ELiSE vereint Forschung und Anwendung
17 Frauen und Männer arbeiten derzeit in Hamms Bereich. Ihre Aufgabe sehen sie in zwei Richtungen: Einerseits übertragen sie Funktionsprinzipien aus der Natur auf industrielle Produkte, andererseits nutzen sie ihre Erfahrungen aus der Industrie, um sowohl die Kieselalgenforschung als auch die Bionik voranzutreiben.
Der Schwerpunkt ihrer Arbeit ist der Leichtbau.
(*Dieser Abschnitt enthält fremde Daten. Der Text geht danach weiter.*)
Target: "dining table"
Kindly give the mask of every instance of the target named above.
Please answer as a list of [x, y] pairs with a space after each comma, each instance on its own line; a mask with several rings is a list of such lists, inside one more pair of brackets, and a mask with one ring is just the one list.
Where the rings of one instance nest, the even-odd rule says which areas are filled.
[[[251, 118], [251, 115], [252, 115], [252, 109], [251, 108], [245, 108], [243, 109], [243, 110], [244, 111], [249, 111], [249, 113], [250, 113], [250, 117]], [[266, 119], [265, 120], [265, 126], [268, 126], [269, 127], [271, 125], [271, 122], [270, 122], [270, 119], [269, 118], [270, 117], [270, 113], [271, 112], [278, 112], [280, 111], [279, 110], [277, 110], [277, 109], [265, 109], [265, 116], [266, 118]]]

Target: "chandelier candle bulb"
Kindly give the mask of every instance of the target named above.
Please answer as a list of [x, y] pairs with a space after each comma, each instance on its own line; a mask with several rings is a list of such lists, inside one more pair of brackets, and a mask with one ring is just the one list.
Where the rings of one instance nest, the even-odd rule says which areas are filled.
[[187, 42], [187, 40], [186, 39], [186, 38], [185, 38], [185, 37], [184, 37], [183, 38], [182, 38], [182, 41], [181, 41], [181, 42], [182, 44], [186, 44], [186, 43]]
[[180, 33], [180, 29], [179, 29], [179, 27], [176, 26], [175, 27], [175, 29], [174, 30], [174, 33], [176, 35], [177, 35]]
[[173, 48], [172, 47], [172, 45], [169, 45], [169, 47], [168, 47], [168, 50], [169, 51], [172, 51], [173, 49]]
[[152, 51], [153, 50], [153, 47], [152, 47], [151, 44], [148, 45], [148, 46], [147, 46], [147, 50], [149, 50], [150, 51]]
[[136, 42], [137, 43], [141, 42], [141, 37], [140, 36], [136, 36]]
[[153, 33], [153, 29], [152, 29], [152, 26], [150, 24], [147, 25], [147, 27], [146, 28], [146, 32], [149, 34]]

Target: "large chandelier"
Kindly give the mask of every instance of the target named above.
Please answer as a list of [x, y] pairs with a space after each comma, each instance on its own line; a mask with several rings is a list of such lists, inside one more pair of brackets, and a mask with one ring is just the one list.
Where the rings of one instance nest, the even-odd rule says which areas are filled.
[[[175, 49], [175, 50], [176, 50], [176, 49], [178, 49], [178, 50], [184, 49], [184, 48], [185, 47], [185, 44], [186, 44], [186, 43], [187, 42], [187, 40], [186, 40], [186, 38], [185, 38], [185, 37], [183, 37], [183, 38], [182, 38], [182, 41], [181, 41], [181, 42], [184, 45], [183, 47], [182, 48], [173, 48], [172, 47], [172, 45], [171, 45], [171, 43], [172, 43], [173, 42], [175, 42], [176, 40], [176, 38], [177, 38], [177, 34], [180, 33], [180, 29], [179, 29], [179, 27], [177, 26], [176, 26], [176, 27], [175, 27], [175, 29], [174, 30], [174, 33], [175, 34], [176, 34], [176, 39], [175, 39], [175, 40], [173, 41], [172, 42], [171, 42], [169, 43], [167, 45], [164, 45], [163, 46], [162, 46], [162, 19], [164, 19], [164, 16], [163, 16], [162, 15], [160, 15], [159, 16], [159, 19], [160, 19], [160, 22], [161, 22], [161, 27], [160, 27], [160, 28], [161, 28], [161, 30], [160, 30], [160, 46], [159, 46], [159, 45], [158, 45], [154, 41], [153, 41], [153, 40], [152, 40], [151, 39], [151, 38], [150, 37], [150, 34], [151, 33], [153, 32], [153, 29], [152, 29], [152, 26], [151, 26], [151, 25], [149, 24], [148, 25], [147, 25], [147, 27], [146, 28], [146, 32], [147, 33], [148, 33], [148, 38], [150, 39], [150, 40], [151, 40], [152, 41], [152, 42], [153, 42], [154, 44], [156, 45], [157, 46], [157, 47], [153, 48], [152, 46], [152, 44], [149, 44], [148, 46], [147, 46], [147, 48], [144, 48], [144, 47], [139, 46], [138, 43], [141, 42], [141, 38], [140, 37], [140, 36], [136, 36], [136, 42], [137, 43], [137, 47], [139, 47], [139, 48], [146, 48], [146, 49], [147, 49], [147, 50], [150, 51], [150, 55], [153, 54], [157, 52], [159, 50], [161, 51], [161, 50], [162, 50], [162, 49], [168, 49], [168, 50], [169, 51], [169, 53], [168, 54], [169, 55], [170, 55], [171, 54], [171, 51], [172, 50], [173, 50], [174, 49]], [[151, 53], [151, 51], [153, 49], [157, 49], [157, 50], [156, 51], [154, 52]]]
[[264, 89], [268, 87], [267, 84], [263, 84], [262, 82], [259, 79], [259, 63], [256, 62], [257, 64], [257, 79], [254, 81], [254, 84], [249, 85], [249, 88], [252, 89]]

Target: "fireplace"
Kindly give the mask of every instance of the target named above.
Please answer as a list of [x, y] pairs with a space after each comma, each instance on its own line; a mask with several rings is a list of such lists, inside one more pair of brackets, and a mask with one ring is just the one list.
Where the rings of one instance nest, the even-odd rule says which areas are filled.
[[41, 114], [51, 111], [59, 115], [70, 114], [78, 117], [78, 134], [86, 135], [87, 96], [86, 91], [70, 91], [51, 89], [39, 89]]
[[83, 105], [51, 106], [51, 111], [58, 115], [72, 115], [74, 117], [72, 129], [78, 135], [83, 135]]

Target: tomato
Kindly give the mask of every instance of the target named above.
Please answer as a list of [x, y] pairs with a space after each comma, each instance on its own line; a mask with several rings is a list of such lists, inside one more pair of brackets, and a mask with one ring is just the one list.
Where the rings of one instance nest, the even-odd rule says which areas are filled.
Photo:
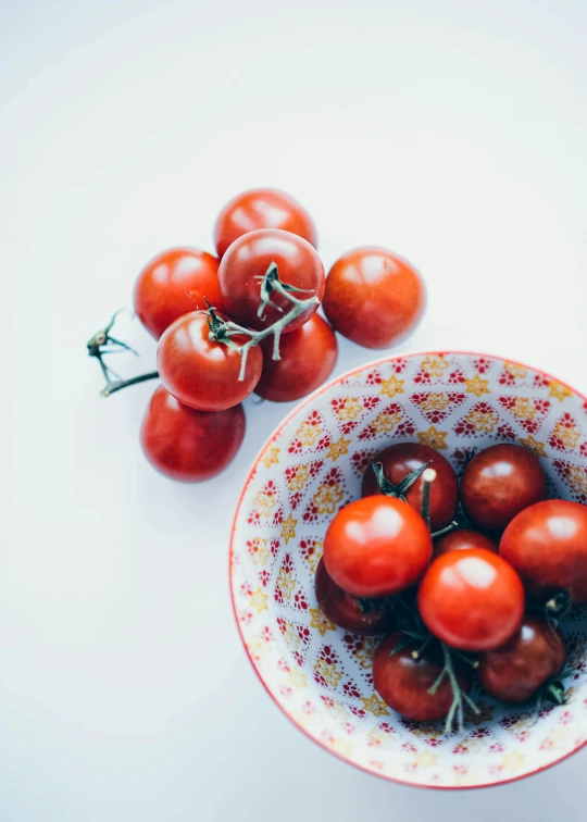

Aber auch Vibrations- und Schwingungsoptimierung, Struktur und Festigkeit oder Permeabilität (Durchlässigkeit) von Materialien gehören zu den Anwendungsfeldern der Bionikerinnen und Bioniker. Kunden kommen aus dem Automobilbau, der Luft- und Raumfahrt, Meerestechnik, Prothetik und Konsumgüterindustrie.
Ein Beispiel für ihre Arbeit ist ein bionisches Faltrad, das sie im Rahmen eines Forschungsprojektes entwickelt haben. Der Alu-Rahmen ist komplex konstruiert, als Vorbild standen unter anderem Kieselalgen Modell. „Wir haben darin Gitterstrukturen verbaut, die für Leichtigkeit sorgen und unterschiedliche Rohrquerschnitte, die Lasten optimal aufnehmen. Damit haben wir das leichteste Rad dieser Art konstruiert“, erläutert Hamm stolz. Hergestellt wurde es von der citim GmbH, mit der das Team im Bereich Additive Manufacturing (3D-Druck) kooperiert.
Komplexer als gedacht
Das Team um Hamm setzt bei seinen Projekten auf eine Kombination aus Ingenieurskunst und Wissenschaft. Auf Grundlage einer VDI-Richtlinie zur Bionik hat es einen ganz eigenen Prozess geschaffen, der ELiSE zu einem einzigartigen Werkzeug für die Produktentwicklung macht. Das Team kombiniert komplexe Simulationen und Verfahren wie genetische Algorithmen, evolutionstechnische Methoden und eigene Datenbanken, um die optimale Lösung für eine Herausforderung zu finden.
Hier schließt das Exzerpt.